Some passengers who submit to the full-body scanners may be subject to a pat-down as well if the machine detects something suspicious.
Some passengers who submit to the full-body scanners may be subject to a pat-down as well if the machine detects something suspicious.
Corbis

Airline passengers have been complaining loudly about the Transportation Security Administration's new airport security measures, from aggressive pat-downs to full-body scanning machines that can see through clothes. Those complaints have also sparked a fullblown media frenzy ahead of next week's Thanksgiving holiday, when millions of Americans will be flying to visit family and friends. What's fueling the firestorm? (Watch Ron Paul compare flyers to livestock)

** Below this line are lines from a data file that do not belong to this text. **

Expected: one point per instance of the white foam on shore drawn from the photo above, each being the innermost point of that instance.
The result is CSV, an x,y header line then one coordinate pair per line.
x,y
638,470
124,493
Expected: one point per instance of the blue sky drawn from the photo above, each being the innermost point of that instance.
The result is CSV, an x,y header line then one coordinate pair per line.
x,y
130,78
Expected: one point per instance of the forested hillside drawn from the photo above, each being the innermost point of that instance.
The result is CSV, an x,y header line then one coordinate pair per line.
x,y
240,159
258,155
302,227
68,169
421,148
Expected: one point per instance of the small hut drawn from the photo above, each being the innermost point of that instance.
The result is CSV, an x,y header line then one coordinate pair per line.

The internet needs something to debate
This drama might have been "tailor-made for the internet's ephemeral obsessions," says Alex Altman at Time. Take "splashy protests," add "children prodded to tears," and "federal employees apparently frisking nuns," and you end up with "an irresistible recipe" for the blogosphere.

The Drudge Report is particularly obsessed with it

"I blame Drudge!" says R. Emmett Tyrell, Jr. at The American Spectator. Matt Drudge's website has been stirring up this "insane controversy" for weeks now. No matter that a CBS poll found that "fully 81 percent of Americans" approve of the body-scanners. With the help of "Facebook and social networking," Drudge and his band of "soi-disant" libertarian "troublemakers" have engineered the whole thing.

Influential people with money are affected
The outcry has been more prevalent in the media than in the country as a whole, says Nate Silver at FiveThirtyEight, perhaps because the "effects are felt most manifestly among those relatively few Americans who have the means to travel (and the wherewithal to write about it)."

This is about partisan politics
Yes, the Drudge Report gave this the "blaring-siren treatment," says Dave Weigel at Slate. But only because he and his fellow conservatives bristle at the idea that they need the government's protection. In the wake of 9/11, under George W. Bush, they had to keep quiet about Homeland Security, but as soon as the GOP could blame the "massive new national-security bureaucracy" on Obama, the "backlash was inevitable."

Bureaucrats have made this mess worse
The government "did nothing to negate a growing impression that the airport security line is a bureaucratic nightmare," says Rory Cooper at the Daily Caller. Homeland Security Secretary Janet Napolitano is "treating this story as a media-hyped bunch of nothing." The public has been crying out for an explanation of the these "newly increased screening standards." But "Secretary Napolitano has simply not made the case."